If I understood correctly, there are two recommendations from REMS: the first one lines [127, 128] and the second one lines [132, 133].

I was wondering which of the two recommendations we should compare with the Oracle. Could you kindly inform me if there's a ranking? Additionally, for a recommended refactoring to be considered 'correct', does it need to align perfectly with the Oracle, or is an intersection with the Oracle sufficient?

With gratitude, Dorin

cnznb commented 10 months ago

Hi Dorin,

You're very welcome, and I'm delighted to hear that you've found our tool to be efficient!

Regarding your clarification question, we have uploaded a file in our package (tool/Detection-model-invocation.pdf). We believe you will find the answers you're looking for there.

If you have any more questions or need further clarification, please feel free to reach out to us here. We're here to assist you.

Best regards,

dpomianbuff commented 10 months ago

Thank you so much for your reply. This information was exactly what I was looking for.

With gratitude, Dorin

dpomianbuff commented 9 months ago

Hello, I would like to ask one more clarification question about the precision/recall/F-measure. I saw that you compared the precision/recall/F-measure with previous tools: JDeodorant, JExtract, GEMS, etc. As I was reading the JExtract paper they mention that they use very strict criteria for oracle match: “we only consider as correct a recommendation that matches exactly the one at the oracle; thus, a slight difference of including (or excluding) a statement is enough to be considered a miss“. GEMS is using a slightly different technique: they are ranking their Extract Method candidates and keep the top 5, then compare with the oracle with a tolerance of 1%, 2%, and 3% lines of code.
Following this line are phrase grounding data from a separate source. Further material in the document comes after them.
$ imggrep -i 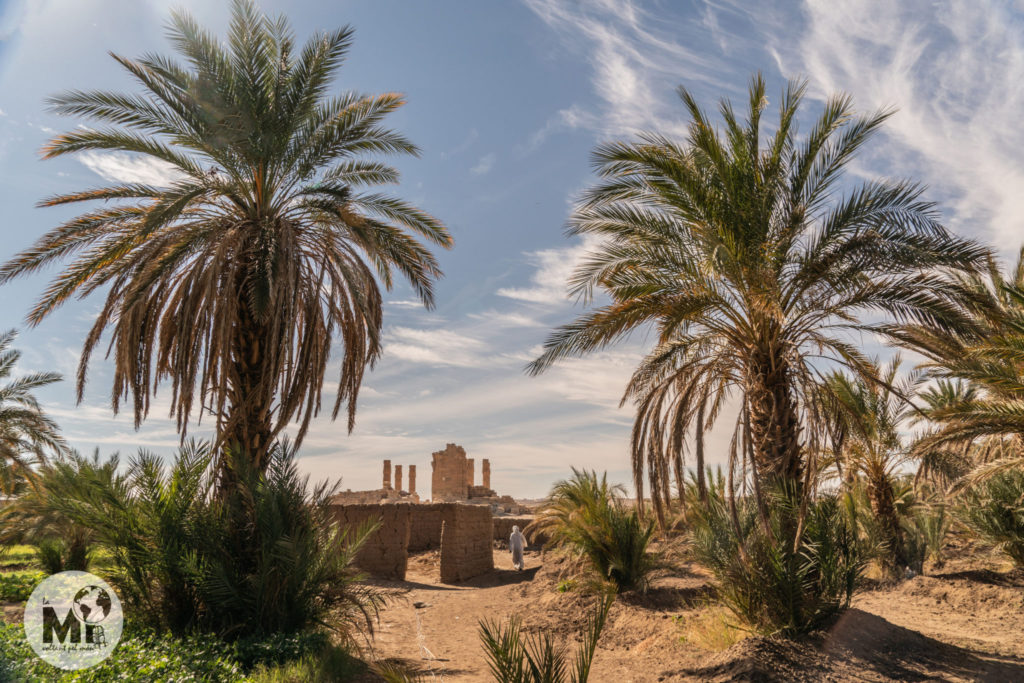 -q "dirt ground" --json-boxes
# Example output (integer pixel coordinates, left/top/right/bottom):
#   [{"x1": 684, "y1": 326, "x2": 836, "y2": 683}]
[{"x1": 363, "y1": 540, "x2": 1024, "y2": 682}]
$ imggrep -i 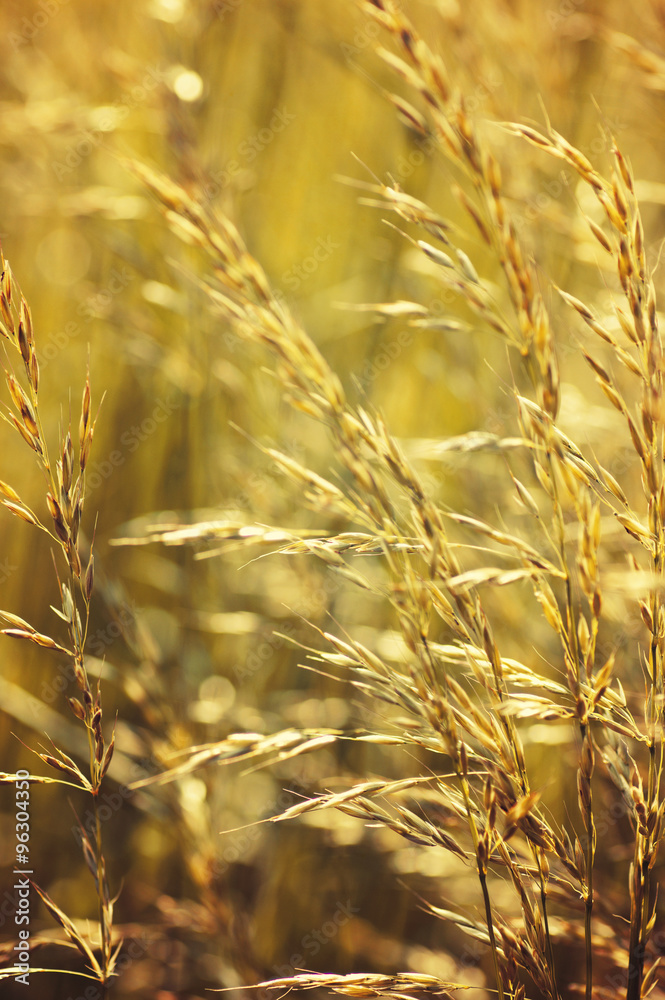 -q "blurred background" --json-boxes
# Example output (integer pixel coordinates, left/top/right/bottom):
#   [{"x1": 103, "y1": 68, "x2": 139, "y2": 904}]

If we take the previous example:

Testing data : Iconkit
Testing time : 2023-08-30 11:42:52
gecs recommendation result of method getImage [125, 135]:
Recommending extracting code lines: 127, 128, 132, 133
127:-         if (image != null)
128:-             return image;
132:-         if (fMap.containsKey(filename))
133:-           return (Image) fMap.get(filename);

In this case, the Oracle is lines 132, 133, 134. If I’m taking the candidates produced by REMS individually, then the first one [127, 128] does not match the oracle. The second one, [132, 133] matches the oracle except for one line. According to the tolerance percentages (1%, 2%, and 3%), the permitted extra lines is 0 (because the host function is rather small), so according to this definition none of the proposed candidates match the oracle. If I should consider the two proposed candidates as one, as a union, so lines [127 - 133] then, again this would not be a match against the oracle.

Following this rationale, I executed REMS on the Xu et. Al. corpus of 122 Extract Method refactoring instances. I was able to obtain REMS suggestions. I also tried to compute the precision/recall/F-measure of REMS in two ways. For any given function in the oracle, if there are multiple candidates produced by REMS:

  1. Use candidates individually and keep the one that is closest to the oracle (as in the example above)
  2. Make a union of lines of code from each candidate and compare it to the oracle.

On top if this I’m also considering the 1%, 2% and 3% tolerance levels.

In the first case I’m getting a precision of 1.8%, recall of 1.6%, and in the second case I’m getting even less than that. I’m wondering what am I missing?

cnznb commented 9 months ago

Hello Dorin,

Thank you for your feedback!

I apologize for not clarifying this issue in the paper. We actually followed Tiwari et al.[1]'s work and applied absolute tolerance. Therefore, we compared our results with the oracle using a tolerance of 1 to 3 statements, which was used for all tools. For more detailed information, please refer to section 3.2 of this paper[1].

Best regards,

[1] Tiwari, Omkarendra, and Rushikesh Joshi. "Identifying Extract Method Refactorings." 15th Innovations in Software Engineering Conference. 2022.